ここで次期理事長選までの流れを説明すると、初場所後の1月下旬に役員(理事)候補選を行い、3月の春場所後の評議員会を経て新体制を発足させ、理事による互選で次期理事長が決まることになっている。
さて、2年前、理事から屈辱の平親方に「降格」となり、リベンジに執念を燃やす親方がいる。それが九重親方(60)=元横綱・千代の富士=だ。昨年、膵臓ガンで入院したこともあり、テレビで顔を見るかぎりでは顔色がいいとは言えず、健康状態が心配されるが、あの「降格」の屈辱だけがよりどころ、バネとなっているようだ。
「ポチ(八角親方のニックネーム)ごときに理事長の座を持っていかれてはたまらない!」
と、谷川親方(38)=元関脇・北勝力=、陣幕親方(55)=元前頭・富士乃真=の2人を八角部屋から引き抜いたが、それにとどまらず、
「なんでも、『もしオレに投票してくれたら‥‥』と、“実弾”を派手にバラ撒いて親方を釣り上げているみたいですね。下馬評では、八角親方の再選は危ないかもしれない、とまで言われているほどなんです」(角界関係者)
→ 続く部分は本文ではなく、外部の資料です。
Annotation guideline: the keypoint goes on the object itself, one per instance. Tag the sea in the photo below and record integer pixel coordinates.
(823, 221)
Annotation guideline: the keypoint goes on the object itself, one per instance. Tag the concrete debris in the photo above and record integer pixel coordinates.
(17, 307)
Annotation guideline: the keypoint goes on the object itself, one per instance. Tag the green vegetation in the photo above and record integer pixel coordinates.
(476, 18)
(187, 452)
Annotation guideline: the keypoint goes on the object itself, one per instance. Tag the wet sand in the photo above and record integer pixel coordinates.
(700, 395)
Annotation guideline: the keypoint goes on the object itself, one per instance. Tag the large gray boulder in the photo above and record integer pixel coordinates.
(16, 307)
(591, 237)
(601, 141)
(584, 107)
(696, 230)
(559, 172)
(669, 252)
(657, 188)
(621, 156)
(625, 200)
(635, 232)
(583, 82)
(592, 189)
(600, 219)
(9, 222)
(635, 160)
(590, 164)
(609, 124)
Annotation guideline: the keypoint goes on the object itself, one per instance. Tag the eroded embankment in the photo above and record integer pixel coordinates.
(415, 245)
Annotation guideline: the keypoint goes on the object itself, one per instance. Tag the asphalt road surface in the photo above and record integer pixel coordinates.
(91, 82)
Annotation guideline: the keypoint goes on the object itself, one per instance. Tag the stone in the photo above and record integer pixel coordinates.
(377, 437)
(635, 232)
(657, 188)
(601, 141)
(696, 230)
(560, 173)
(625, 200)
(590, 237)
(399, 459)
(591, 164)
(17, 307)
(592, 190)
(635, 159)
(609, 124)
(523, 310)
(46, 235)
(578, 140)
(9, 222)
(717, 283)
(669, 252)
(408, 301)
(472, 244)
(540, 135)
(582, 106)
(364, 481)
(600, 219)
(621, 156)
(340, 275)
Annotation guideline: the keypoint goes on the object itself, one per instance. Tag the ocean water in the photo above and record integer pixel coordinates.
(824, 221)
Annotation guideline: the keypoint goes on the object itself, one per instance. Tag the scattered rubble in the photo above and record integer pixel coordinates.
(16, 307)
しかし、九重親方のなりふりかまわぬ「禁じ手」の逆襲に、危機感を募らせた親方衆もいるという。
「近畿大OBの高砂親方(60)=元大関・朝潮=はこの春、近大から学生を入門させるのですが、3人のうち1人を八角部屋に分けてやった。つまり、八角さんに1票入れるということです」(相撲協会関係者)
もう1人が友綱親方(63)=元関脇・魁輝=。今回の選挙には立たず、理事を勇退するつもりだった。ところが、九重親方が優勢と聞いて翻意。
「友綱親方は『あいつが理事長になったら、協会がどうなるかわからない。オレは正義のために闘う』と宣言して臨戦態勢に入ったようです」(ベテラン相撲記者)
とまあ、この2人の親方以外にも九重親方嫌いの親方衆が後を絶たないのだが、なぜそんなに嫌われるのか。昨年11月の九州場所のあと、象徴的な「事件」が起こった。さる部屋関係者が明かす。
「白鵬の優勝回数35回は前人未到の記録として、ギネスブックに登録された。そのため、それを祝うパーティが博多で開かれました。各界の要人も呼ばれ、盛大に祝われたのですが、九重さんもその中にいました。司会者が参加者にひと言もらうコーナーを作り、九重さんにもマイクを向けたんです。九重さんも何かひと言言ってやればいいのに、あろうことか、『バカ野郎! 何でオレがしゃべらなくちゃいけないんだ』とやったもんだから、場は凍りついてしまった。九重さんの人間性を知っている人は『あ、またやったよ』と思うだけでしょうが、『なんて傲慢な!』『ケツの穴の小さい男だ』と思った人も少なくなかったようです」
「昭和の大横綱」はどっこい、小さな人物だというのである。